Photo: Tim Nafziger and Dale Suderman in Vietnam in 2008 prior to Dale’s stroke. Photo provided by the author.
My friend Dale Suderman died quietly on Jan. 5 in his recliner in Hillsboro, Kansas. Dale is not the kind of person who is often celebrated by the mainstream Mennonite community for many reasons. Though he grew up Mennonite in Hillsboro, he chose to fight in the Vietnam War. He was a gay man who was involved in leading Mennonite organizations while in the closet. He hung out with radicals, conservatives and sinners and didn’t judge them. He was an alcoholic all his life and always open about his commitment to Alcoholics Anonymous. He was deeply committed to Eucharist at whatever Episcopal church would have him. He actively subverted propriety whenever he could get away with it.
I first met Dale in the fall of 2002 during my senior year at Goshen (Indiana) College when he came to speak at Goshen College Men’s Association (GSMA). I had just experienced my second hospitalization for a major mental health crisis and my world was in fragments. Even so, I was the student assigned to walk Dale around campus between events. We walked down to the dam in the neighborhood west of the college. I told him about what it was like to experience two manic episodes. “Whiskey will really take those over the top,” he said.

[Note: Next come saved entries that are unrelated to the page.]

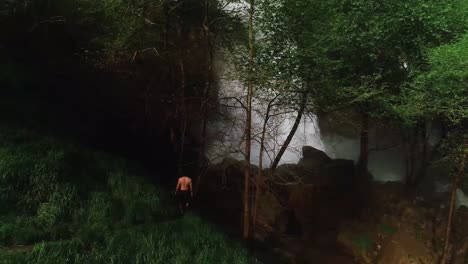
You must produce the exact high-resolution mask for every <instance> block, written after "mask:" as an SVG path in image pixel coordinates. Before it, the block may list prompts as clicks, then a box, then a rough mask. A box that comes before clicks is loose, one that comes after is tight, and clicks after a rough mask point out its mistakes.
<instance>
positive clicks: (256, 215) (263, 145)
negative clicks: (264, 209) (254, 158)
mask: <svg viewBox="0 0 468 264" xmlns="http://www.w3.org/2000/svg"><path fill="white" fill-rule="evenodd" d="M278 96H279V94H278V95H276V96H275V97H274V98H273V99H272V100H271V101H270V102H269V103H268V107H267V110H266V115H265V120H264V121H263V127H262V135H261V138H260V154H259V158H258V173H257V177H256V179H255V184H256V189H255V200H254V208H253V217H252V219H253V220H252V222H253V224H252V227H253V228H255V227H256V225H257V210H258V200H259V199H260V192H261V189H262V184H263V175H262V170H263V152H264V150H265V145H264V144H265V134H266V129H267V124H268V120H269V119H270V111H271V108H272V106H273V102H274V101H275V100H276V98H278Z"/></svg>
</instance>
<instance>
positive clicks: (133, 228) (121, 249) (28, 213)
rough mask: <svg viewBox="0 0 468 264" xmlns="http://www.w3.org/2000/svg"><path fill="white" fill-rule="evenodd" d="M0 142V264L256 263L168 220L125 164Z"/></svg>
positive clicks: (239, 245)
mask: <svg viewBox="0 0 468 264" xmlns="http://www.w3.org/2000/svg"><path fill="white" fill-rule="evenodd" d="M0 138H1V139H2V141H1V143H0V153H1V155H0V164H1V165H2V166H1V171H0V172H1V174H0V176H1V177H2V178H1V179H2V181H0V188H2V190H8V191H7V192H6V193H7V194H6V195H5V197H3V196H2V197H3V198H2V200H1V204H0V205H1V208H2V211H1V212H0V263H15V264H16V263H44V264H53V263H57V264H58V263H60V264H61V263H80V264H81V263H90V264H91V263H93V264H95V263H97V264H99V263H103V264H104V263H122V264H124V263H187V262H194V263H255V260H254V259H253V258H252V257H250V256H249V254H248V253H247V252H246V250H245V249H244V248H242V246H241V245H240V244H238V243H236V242H233V241H231V240H230V239H228V238H227V237H226V236H224V235H223V234H222V233H221V232H219V231H218V230H216V229H214V228H213V227H212V226H210V225H209V224H207V223H206V222H204V221H203V220H202V219H200V218H199V217H198V216H195V215H190V214H189V215H186V217H184V218H177V217H175V216H176V212H177V206H176V204H175V202H174V201H172V200H171V199H170V197H169V195H167V194H166V193H165V192H163V191H161V190H159V189H158V188H156V187H155V186H153V185H152V184H150V183H148V182H147V181H146V180H144V178H142V177H141V175H140V176H137V175H135V176H133V174H132V173H141V170H138V169H135V168H134V166H132V165H131V164H129V163H128V162H125V161H123V160H121V159H118V158H115V157H112V156H110V155H106V154H103V153H96V152H93V151H90V150H86V149H82V148H79V147H76V146H72V145H68V144H66V143H65V142H61V141H57V140H53V139H50V138H46V137H41V136H39V135H37V134H34V133H31V132H28V131H25V130H17V129H11V128H7V127H2V129H1V130H0ZM13 146H16V148H15V149H13ZM14 150H17V151H16V152H15V151H14ZM85 157H86V158H85ZM87 162H88V163H91V164H87V165H86V164H85V163H87ZM86 174H90V175H92V177H91V178H93V179H91V178H89V177H88V178H87V177H83V176H84V175H86ZM99 174H102V175H99ZM94 178H96V179H97V180H96V179H94ZM103 179H104V181H103ZM80 184H81V185H82V186H81V187H80ZM23 196H24V197H23ZM34 198H36V199H34ZM12 204H14V205H18V207H16V208H15V207H14V206H12ZM20 245H26V246H25V247H22V246H20ZM31 246H32V247H31Z"/></svg>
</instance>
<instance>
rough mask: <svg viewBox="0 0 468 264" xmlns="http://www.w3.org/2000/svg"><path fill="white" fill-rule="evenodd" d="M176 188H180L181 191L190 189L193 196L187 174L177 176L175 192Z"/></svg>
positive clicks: (188, 178) (190, 191) (186, 190)
mask: <svg viewBox="0 0 468 264" xmlns="http://www.w3.org/2000/svg"><path fill="white" fill-rule="evenodd" d="M178 190H181V191H188V190H190V192H191V194H192V196H193V192H192V179H190V178H189V177H187V176H182V177H180V178H179V180H178V181H177V187H176V192H177V191H178Z"/></svg>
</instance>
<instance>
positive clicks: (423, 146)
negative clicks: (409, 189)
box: [413, 122, 430, 188]
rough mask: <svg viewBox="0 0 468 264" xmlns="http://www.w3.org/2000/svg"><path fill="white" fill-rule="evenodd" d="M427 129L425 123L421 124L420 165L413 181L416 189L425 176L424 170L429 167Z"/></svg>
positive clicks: (423, 178)
mask: <svg viewBox="0 0 468 264" xmlns="http://www.w3.org/2000/svg"><path fill="white" fill-rule="evenodd" d="M427 134H428V132H427V128H426V122H423V123H422V124H421V134H420V136H419V140H420V144H421V148H422V149H421V155H420V156H421V164H420V167H419V171H418V174H417V175H416V178H415V180H414V183H413V185H414V187H415V188H416V187H417V186H418V185H419V183H420V182H421V180H422V179H424V177H425V176H426V168H427V167H428V166H429V161H430V150H429V148H428V145H429V138H428V136H427Z"/></svg>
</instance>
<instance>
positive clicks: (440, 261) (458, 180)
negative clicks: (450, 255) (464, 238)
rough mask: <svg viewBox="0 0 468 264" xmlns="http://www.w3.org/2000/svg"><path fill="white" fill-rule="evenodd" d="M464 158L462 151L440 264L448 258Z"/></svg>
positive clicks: (449, 213)
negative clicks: (453, 221) (457, 189)
mask: <svg viewBox="0 0 468 264" xmlns="http://www.w3.org/2000/svg"><path fill="white" fill-rule="evenodd" d="M465 158H466V150H465V149H464V150H463V153H462V154H461V159H460V161H459V162H458V171H457V175H456V176H455V178H454V180H453V185H452V195H451V197H450V208H449V214H448V217H447V218H448V219H447V229H446V232H445V243H444V251H443V252H442V258H441V261H440V264H446V263H447V260H448V257H449V245H450V237H451V230H452V218H453V211H454V207H455V199H456V196H457V189H458V184H459V183H460V181H461V178H462V176H463V175H464V173H465Z"/></svg>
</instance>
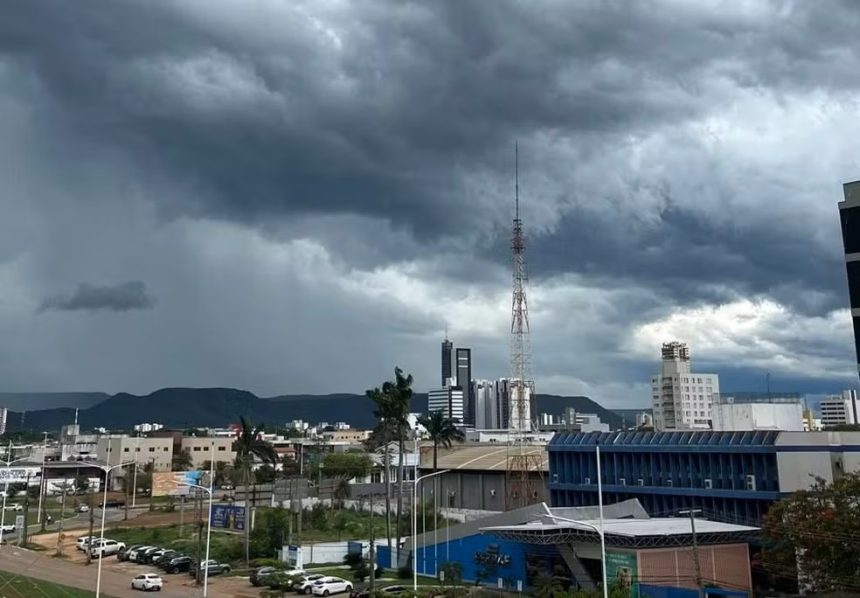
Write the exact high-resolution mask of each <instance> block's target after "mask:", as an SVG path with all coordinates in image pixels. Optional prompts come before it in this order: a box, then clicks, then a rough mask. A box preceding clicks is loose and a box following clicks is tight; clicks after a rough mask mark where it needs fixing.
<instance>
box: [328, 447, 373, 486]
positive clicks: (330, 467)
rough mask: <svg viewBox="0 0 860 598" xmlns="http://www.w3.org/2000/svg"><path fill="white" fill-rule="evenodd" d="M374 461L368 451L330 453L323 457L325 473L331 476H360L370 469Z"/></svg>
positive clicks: (366, 471)
mask: <svg viewBox="0 0 860 598" xmlns="http://www.w3.org/2000/svg"><path fill="white" fill-rule="evenodd" d="M371 465H372V462H371V460H370V455H368V454H367V453H364V452H361V453H355V452H350V453H328V454H326V455H325V456H324V457H323V462H322V468H323V473H325V475H326V476H327V477H330V478H346V479H347V480H351V479H353V478H360V477H362V476H365V475H367V472H368V471H370V468H371Z"/></svg>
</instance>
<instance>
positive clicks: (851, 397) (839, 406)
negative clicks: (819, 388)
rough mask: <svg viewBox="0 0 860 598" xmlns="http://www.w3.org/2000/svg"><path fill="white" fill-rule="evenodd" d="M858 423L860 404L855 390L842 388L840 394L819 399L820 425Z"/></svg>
mask: <svg viewBox="0 0 860 598" xmlns="http://www.w3.org/2000/svg"><path fill="white" fill-rule="evenodd" d="M846 424H860V405H858V404H857V391H856V390H843V391H842V395H841V396H840V395H836V396H832V397H827V398H826V399H824V400H823V401H821V425H822V426H824V427H825V428H826V427H828V426H840V425H846Z"/></svg>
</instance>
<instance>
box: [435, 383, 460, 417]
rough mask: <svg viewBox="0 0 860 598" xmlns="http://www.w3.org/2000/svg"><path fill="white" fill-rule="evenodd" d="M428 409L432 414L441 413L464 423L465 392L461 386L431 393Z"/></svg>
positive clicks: (440, 388)
mask: <svg viewBox="0 0 860 598" xmlns="http://www.w3.org/2000/svg"><path fill="white" fill-rule="evenodd" d="M427 409H428V411H430V413H433V412H434V411H441V412H442V413H443V414H445V417H448V418H450V419H454V420H457V421H458V422H462V421H463V390H462V389H461V388H460V387H459V386H448V387H445V388H438V389H433V390H431V391H429V392H428V393H427Z"/></svg>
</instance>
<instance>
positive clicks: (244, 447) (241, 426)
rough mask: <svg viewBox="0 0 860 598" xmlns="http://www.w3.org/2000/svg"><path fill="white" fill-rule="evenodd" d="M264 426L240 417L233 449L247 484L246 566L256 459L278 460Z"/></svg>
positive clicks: (245, 546)
mask: <svg viewBox="0 0 860 598" xmlns="http://www.w3.org/2000/svg"><path fill="white" fill-rule="evenodd" d="M263 428H264V426H263V425H262V424H260V425H258V426H256V427H255V426H254V425H253V424H252V423H251V422H250V421H248V420H246V419H245V418H244V417H240V418H239V431H238V433H237V434H236V440H235V442H233V450H234V451H236V468H238V469H240V470H241V472H242V479H243V480H244V485H245V566H248V567H250V565H251V553H250V550H251V505H250V504H249V502H248V498H249V496H250V495H251V493H250V492H249V486H250V484H251V469H252V467H253V465H254V461H255V459H260V460H261V461H263V463H269V464H271V465H272V466H273V467H274V465H275V463H277V461H278V456H277V455H276V454H275V449H273V448H272V445H271V444H269V443H268V442H266V441H264V440H263V439H262V438H261V437H260V434H261V433H262V432H263Z"/></svg>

I was gobsmacked. On the surface it was a wildly irresponsible thing for him, a trained addictions counselor, to say to me. But he was open about his lifelong journey as an alcoholic in recovery, and his response was a tremendous breath of fresh air that let me know that others had been through what I had been (and far worse) and put their lives back together. His normalization was a critical part of my healing journey at a time when my experiences were far outside normal, acceptable behavior in my small community. He taught me a lot about what sobriety and recovery look like.
Dale grew up in Hillsboro, Kansas, on a farm in a Mennonite and Mennonite Brethren community. His reasons for joining the military were complex and his reasons for going to Vietnam even more so. His plane landed in Saigon just as the Tet offensive was in full swing. He had a desk job, but it was also clear that at that point in the war, everywhere was a front line.
Dale was the person who helped me understand that sometimes I needed “cave time” after I’d been around people. He taught me that there are times to scrimp and save and times to enjoy life. My friendship with him gave me a sense of the vastness of the worldly world, which had a big impact for me as a Mennonite kid with more than a little insularity and world wariness in me (and my roots).
Dale was an edge worker, adapting to change and embracing the blurry lines of a world that peace and justice activists like me preferred to see as all or nothing. He spent his life dancing on the margins of many different communities and weaving relationships with stories and wit. In the 1980s he ran Logos Bookstore in Chicago, a gathering place for all sorts of nerdy misfits, or so I imagine from all the stories I heard about it. He hosted groups from the Urban Life Center where many young Mennonites encountered him during this period.
Dale was an inveterate smoker. I had been raised to disdain smoking by my health-conscious, simple-living Mennonite parents. I didn’t realize the extent of my prejudices toward smokers until I became friends with Dale. I won’t say he completely cured me of my anti-smoking prejudice, but I learned better how to love. His only concession to my snobbery was that we’d sit on the balcony behind his second-floor apartment while he smoked. I listened.
In the spring of 2008, Dale had a massive stroke that would eventually shut down a lot of functions on the right side of his body. In the ensuing years, Dale taught me a lot about grief. I missed my friend deeply even as I sat with him while he struggled to put a complete sentence together. I remember one time he wanted to tell me something so urgently that we spent half an hour with a staff member trying to decipher it. He would stretch for a sentence arc like a brittle rubber band that kept on snapping before he could finish the sentence.
Dale was in the closet about being a gay man most of his life to his home community in Hillsboro. His friend community in Chicago always knew, but he told stories of working in leadership in Mennonite Voluntary Service in the late-1970s and always having a resignation letter ready in his drawer in case he was outed as gay. He finally came out to his home community on Friday, Nov. 9, 2012 at a Tabor College library reception in which he was honored. He had donated his incredible collection of books to the library and invited his circle of friends to be there for his coming out moment. His friends John Kampen and Ben Hartley read reflections on their friendship with Dale that talked about his sexuality while Dale silently listened and nodded. It was a powerful challenge to the blanket of silence on LGBTQ inclusion that still covers the Tabor campus to this day.
When I visited Dale last summer, he told me he was ready to die. He asked me to take a photo of him kneeling in front of a poster that said, “I am the resurrection and the life. The one who believes in me will live, even though they die.” He said, “Tim, that’s me. I’m ready.” I felt some tension with the old cynic I loved and the deeply religious Episcopal man who was sitting in front of me, but I accepted that Dale was defying my expectations, one last time. Goodbye, Dale. Godspeed.
Tim Nafziger is a Mennonite writer and web developer who lives with his wife, Charletta, in the Ventura River watershed on the traditional lands of the Chumash people.